Each of van Herpen’s collections is technologically driven. In ‘Biopiracy’, Van Herpen presented a tableau about the human genome, with a couple of models wriggling in suspended plastic bags, a collaboration with installation and performance artist Lawrence Malsta. Yes, this was the backdrop of the catwalk show. The collection’s cornerstone ‘Kinetic’ dress, made in collaboration with designer and artist Julia Koerner and 3-D printing company Materialise, was created with silicone-coated 3-D printed feathers, laser-cut and stitched to the dress; it appeared as though the model wearing had developed a set of wings. For her 15th anniversary collection, Iris van Herpen was focussed on the future of Fashion. “Instead of looking back, I wanted to look forward,” the Dutch designer told Vogue via Zoom, a few days ahead of her first physical show in Paris since the pandemic began. “The collection dives into the moment where hyper-reality is your reality; where the distinction between digital reality and physical reality is merged [and] it becomes impossible to know the difference between the two.”

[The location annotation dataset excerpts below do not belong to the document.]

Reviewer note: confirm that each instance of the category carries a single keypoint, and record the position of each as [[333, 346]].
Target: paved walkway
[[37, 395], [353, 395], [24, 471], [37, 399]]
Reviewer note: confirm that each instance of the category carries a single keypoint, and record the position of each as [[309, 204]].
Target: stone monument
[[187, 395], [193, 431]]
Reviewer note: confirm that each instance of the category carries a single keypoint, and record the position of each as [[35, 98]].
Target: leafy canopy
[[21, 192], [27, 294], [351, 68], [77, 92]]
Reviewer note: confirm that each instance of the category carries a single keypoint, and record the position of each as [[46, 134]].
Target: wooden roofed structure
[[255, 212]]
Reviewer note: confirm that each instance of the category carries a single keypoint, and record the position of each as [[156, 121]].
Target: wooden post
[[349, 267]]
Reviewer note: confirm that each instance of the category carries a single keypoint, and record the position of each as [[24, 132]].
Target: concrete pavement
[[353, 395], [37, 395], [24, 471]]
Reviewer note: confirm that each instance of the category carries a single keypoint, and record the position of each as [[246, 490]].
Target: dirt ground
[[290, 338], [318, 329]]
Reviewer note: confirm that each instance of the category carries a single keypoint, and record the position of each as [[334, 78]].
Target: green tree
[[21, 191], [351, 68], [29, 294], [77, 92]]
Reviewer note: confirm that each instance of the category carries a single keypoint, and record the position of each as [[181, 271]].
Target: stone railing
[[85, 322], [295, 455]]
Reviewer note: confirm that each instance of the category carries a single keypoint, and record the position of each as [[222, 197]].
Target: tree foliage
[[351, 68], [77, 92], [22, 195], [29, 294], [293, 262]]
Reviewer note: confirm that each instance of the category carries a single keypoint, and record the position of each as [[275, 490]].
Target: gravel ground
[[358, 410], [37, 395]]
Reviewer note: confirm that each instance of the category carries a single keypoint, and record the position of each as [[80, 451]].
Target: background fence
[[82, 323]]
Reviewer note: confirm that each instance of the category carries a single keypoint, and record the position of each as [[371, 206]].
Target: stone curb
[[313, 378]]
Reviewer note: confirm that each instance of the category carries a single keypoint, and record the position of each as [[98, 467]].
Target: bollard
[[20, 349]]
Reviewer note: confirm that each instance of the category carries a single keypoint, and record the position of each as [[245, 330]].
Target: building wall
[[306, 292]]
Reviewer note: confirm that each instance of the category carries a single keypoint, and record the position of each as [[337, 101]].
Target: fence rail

That said, Iris Van Herpen’s iconic designs has become a permanent fixture in museums including the Metropolitan Museum of Art in New York, Victoria and Albert Museum in London and Palais de Tokyo in Paris. Per her official website, ‘..collaborations form the cornerstones of the brand. Artistic collaborations with the best-in-class from all stripes include choreographer Damien Jalet, the performative artist Björk, the kinetic artist Anthony Howe, the trans-disciplinary architect Philip Beesley and the computational artist Neri Oxman, each contributing to enrich creations by the maison… Rethinking what luxury stands for in the world today, the brand aims to lead the way in sustainable-conscious garments for the future… The art of dressing envisioned by Iris van Herpen celebrates harmony and a creative community, amalgamating in an alchemical laboratory of sustainability, innovation and collaboration.’

“In the future of Iris van Herpen, I hope we help to shape fashion more intelligently, to empower women and to deepen the reasoning of creating fashion, to shape fashion into the fields of science, art, architecture, engineering, biology and to focus on sustainable collaboration with nature at the core of each design. To ultimately celebrate new beauty through ‘the art to dress’.”